To be clear, I don’t think output is or has ever been our best signal. I’ve never loved using Jira metrics as a proxy for performance. I’ve always cared more about whether we shipped what we intended, when we intended to.

But AI makes it harder to ignore.

On one of my teams, an engineer systematically cleared a backlog of low-level tech debt in a single sprint. That was real, valuable work. But when I looked at the metrics alongside an engineer who spent the same sprint on one high-impact change, the numbers showed a major disparity even though the impact to the team was huge in both cases. Output has never been a great signal. AI just made that harder to pretend otherwise.

Some of the most impactful engineers I work with don’t have the highest Jira velocity. They spend time building internal tools, reviewing others’ work, and keeping the team aligned to the technical direction. Their impact shows up in everyone else’s output, not just their own. If I only looked at tickets closed, I’d have undervalued them, which means I’d be optimizing for the wrong things.

It has also become increasingly possible to have two engineers shipping similar amounts of work and operating at completely different levels. One who uses AI to move faster but validates decisions and simplifies the design. The work holds up. The other who uses AI to generate most of the implementation. It passes tests, gets approved, and ships. A few weeks later, it’s the source of follow-up work, edge cases, and confusion. On paper, they look equally productive.

I think a lot of people are focused on “AI slop” and the obviously bad work being passed off as good.

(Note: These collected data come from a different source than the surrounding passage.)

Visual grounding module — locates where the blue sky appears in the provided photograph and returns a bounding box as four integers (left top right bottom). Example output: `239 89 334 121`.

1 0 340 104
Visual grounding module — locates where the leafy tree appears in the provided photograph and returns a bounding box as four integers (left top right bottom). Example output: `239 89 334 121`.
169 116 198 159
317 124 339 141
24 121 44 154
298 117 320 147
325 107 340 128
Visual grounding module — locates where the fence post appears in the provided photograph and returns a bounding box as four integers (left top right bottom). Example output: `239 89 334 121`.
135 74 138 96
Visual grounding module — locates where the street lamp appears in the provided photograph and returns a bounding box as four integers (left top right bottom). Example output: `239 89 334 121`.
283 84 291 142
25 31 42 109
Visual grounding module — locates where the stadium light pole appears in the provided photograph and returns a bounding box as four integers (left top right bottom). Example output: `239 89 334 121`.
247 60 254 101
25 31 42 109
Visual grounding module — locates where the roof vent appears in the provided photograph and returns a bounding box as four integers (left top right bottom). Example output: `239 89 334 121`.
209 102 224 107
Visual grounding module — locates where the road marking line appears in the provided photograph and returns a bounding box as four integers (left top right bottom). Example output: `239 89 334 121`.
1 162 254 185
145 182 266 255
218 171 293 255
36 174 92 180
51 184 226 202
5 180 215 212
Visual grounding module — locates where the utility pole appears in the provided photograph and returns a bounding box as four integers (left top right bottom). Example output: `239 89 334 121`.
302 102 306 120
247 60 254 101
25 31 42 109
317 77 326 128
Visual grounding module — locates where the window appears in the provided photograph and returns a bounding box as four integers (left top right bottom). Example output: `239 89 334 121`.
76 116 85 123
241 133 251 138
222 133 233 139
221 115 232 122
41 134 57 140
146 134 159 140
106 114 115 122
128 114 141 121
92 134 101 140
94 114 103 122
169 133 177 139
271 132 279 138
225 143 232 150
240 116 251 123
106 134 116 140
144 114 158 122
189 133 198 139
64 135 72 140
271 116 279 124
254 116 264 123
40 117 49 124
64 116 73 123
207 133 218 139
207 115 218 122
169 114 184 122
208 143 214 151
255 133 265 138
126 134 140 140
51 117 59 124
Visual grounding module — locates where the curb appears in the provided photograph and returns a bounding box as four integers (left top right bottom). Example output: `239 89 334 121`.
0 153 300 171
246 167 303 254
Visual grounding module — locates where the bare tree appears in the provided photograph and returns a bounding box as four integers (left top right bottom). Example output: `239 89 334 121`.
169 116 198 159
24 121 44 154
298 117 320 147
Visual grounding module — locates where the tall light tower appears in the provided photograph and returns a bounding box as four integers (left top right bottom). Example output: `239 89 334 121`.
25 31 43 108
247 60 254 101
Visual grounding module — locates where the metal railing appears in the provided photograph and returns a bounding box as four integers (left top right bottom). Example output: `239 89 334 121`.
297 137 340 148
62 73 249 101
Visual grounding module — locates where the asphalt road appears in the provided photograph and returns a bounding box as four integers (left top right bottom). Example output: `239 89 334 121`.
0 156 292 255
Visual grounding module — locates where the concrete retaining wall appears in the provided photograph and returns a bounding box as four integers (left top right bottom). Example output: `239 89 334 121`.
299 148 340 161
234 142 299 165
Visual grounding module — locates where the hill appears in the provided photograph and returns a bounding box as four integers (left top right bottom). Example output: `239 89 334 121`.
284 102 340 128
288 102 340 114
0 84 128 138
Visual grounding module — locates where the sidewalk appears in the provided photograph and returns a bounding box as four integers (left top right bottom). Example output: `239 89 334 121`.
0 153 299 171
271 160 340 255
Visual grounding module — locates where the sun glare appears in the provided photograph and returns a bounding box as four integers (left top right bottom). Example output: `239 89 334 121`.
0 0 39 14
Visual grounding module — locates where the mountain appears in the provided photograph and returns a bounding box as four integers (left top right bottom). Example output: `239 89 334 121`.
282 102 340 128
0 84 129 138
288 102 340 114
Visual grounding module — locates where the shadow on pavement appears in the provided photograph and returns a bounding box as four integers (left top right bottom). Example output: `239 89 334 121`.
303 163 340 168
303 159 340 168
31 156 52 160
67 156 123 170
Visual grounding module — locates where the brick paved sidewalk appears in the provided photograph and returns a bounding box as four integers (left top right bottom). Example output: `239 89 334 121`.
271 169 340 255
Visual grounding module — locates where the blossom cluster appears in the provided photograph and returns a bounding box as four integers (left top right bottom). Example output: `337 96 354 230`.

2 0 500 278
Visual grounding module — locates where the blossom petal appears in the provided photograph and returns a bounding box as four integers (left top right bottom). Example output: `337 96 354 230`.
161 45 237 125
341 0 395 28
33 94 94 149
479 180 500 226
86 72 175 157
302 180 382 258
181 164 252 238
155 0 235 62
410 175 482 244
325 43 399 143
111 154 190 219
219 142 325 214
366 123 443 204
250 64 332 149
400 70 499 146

I’d argue that while that is a real concern, the bigger risk isn’t even the obviously bad code. It’s the work that looks reasonable - solid PRs, passing tests, sensible structure - but work that’s built on shallow understanding.

It’s easier to skip the deep digging that used to build real intuition, and that gap shows up later in edge cases and design decisions. You can get to something that works without fully internalizing why it works.

I’ve even felt this myself. Early in my own AI usage, I once relayed an inflated estimate to product leadership based on that kind of exploration, only to realize later that most of it wasn’t relevant. It felt so convincing in the moment. 

We’re all learning how to use AI. Mistakes are bound to happen. I use these tools too, but as a manager, I’m often in situations where I have to rely not only on my own ability to use them but on my direct reports’. I’m one degree removed, which puts a lot of trust in a skill we’re all still figuring out.

For a long time, output was an easy “out”. A rough proxy for capability. It was never perfect, but you could argue it sort of worked.

It works even less reliably now.

We need to avoid hyper-focusing on output and spend more time evaluating the things that are harder to measure: how engineers make decisions, whether they can explain why something is the right approach, whether they improve the system around them, not just their own output.

None of this is about AI being good or bad.

It’s about what it changed. Output is easier to produce, which means it’s less useful as a signal.

The difference between engineers hasn’t gone away. It’s just harder to see at first and more expensive to ignore later.

That means more direct conversation about decisions, more investment in code review as a teaching tool, and more weight given to the engineers whose impact multiplies others rather than just their own.

When output stops being a signal, judgment is what we need to pay closer attention to.